In 2024 mag Mayländer de laatste versie van de Vantage, die 665 pk uitbraakt, aan de tand voelen.  “Het is fantastisch, het is een partnerschap”, zegt Mayländer over de samenwerking met Aston Martin tegenover de officiële website van de F1. “De auto’s zijn geweldig en er zit veel geschiedenis achter het merk.”

“Het is absoluut een prachtige auto, maar Aston Martin heeft goed werk geleverd. We hebben uiteindelijk samengewerkt, vooral in het eerste jaar, toen Aston Martin veel moest leren over hoe je een Safety Car bouwt, wat de FIA nodig had aan extra systemen, wat ze in de auto moesten zetten.”

“De oude Vantage was zeker een sportieve auto, maar de nieuwe is nog sportiever. Het is een nieuw ontwerp, de ophanging is anders, de remmen en de motor zijn krachtiger. Het is dus een fantastische auto, ik wil heel graag mijn rode en ook mijn groene auto houden!”

Toen Mayländer begon als Safety Car-rijder waren een radio en set knipperlichten het enige dat speciaal was aan zijn auto.

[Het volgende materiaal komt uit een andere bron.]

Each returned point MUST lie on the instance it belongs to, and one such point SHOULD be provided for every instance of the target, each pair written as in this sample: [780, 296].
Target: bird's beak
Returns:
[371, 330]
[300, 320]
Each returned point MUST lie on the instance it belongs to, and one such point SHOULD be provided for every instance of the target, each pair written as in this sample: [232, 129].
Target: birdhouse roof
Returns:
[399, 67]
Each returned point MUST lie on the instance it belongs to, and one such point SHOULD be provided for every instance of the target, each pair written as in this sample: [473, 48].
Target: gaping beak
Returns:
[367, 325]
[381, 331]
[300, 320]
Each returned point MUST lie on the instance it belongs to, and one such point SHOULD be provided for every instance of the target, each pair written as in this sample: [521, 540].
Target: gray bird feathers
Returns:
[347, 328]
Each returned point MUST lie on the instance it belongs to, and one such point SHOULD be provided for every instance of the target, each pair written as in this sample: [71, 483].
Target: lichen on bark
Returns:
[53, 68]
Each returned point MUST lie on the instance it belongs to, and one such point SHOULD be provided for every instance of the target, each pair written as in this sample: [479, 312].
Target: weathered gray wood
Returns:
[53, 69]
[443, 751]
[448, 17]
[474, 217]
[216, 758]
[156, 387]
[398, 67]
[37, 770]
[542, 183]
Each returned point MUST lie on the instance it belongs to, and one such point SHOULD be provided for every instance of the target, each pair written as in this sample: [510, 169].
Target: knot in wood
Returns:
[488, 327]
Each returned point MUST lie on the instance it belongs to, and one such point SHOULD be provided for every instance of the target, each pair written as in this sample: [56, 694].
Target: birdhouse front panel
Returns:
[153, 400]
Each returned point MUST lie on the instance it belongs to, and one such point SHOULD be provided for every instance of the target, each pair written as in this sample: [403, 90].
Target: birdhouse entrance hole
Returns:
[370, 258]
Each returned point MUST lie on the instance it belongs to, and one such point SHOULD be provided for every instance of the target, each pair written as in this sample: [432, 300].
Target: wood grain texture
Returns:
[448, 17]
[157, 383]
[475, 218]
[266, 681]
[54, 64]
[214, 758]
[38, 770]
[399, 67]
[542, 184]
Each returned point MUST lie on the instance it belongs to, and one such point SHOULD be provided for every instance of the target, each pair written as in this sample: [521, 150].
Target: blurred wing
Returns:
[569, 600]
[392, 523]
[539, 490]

Ondertussen zijn de tijden veranderd en komt er heel wat meer bij kijken, zijn auto heeft bij wijlen meer weg van een rijdend laboratorium.

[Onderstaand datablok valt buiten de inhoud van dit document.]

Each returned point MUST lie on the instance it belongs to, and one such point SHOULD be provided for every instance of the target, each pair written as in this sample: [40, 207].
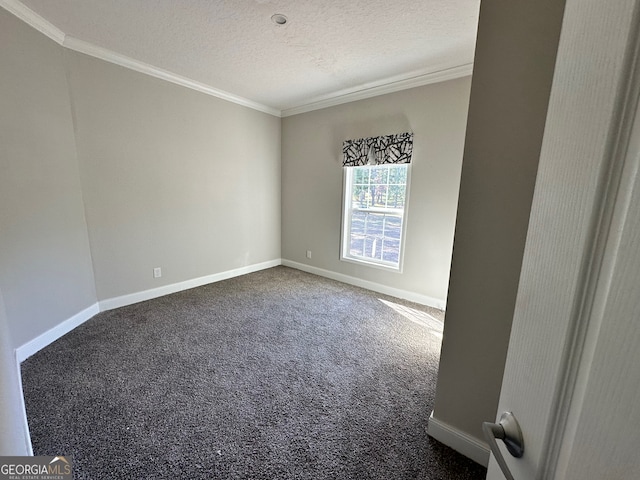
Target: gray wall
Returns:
[513, 69]
[312, 181]
[13, 434]
[45, 263]
[172, 178]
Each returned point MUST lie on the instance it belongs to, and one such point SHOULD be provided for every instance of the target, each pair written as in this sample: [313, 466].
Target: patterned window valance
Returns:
[395, 148]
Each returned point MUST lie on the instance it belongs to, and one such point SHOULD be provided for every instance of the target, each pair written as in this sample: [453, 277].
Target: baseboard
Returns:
[25, 351]
[25, 422]
[460, 441]
[376, 287]
[124, 300]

“Tegenwoordig heb je twee radiosystemen en binnenin twee extra tv-schermen waarop je de race live kunt volgen,” zegt Mayländer. “Je hebt de GPS-mapping binnenin waar we alle auto’s rond het circuit kunnen zien, als er een incident is kun je per bocht-nummer zien welk gebied naar geel gaat.”

“Uiteindelijk heb je dezelfde prestaties met een wegauto als met de Safety Car,” voegt Mayländer toe over hoe de Vantage zich verhoudt tot zijn wegversie. “Er zijn geen, laten we zeggen, grote verschillen. We hebben een koelsysteem voor de remmen in de auto. Het meest opvallende verschil is de achtervleugel en het lichtsysteem dat je aan de buitenkant kunt zien.”

“Als je in de auto gaat zitten, heb je zeker meer knopjes; je hebt de lichtknopjes die heel belangrijk zijn, want dat is het lichtsignaal voor de coureurs achter me.”

Hoewel er door de jaren heen meer en meer snufjes bij komen, zijn het volgens Mayländer nog steeds de simpelste middelen die het belangrijkste zijn.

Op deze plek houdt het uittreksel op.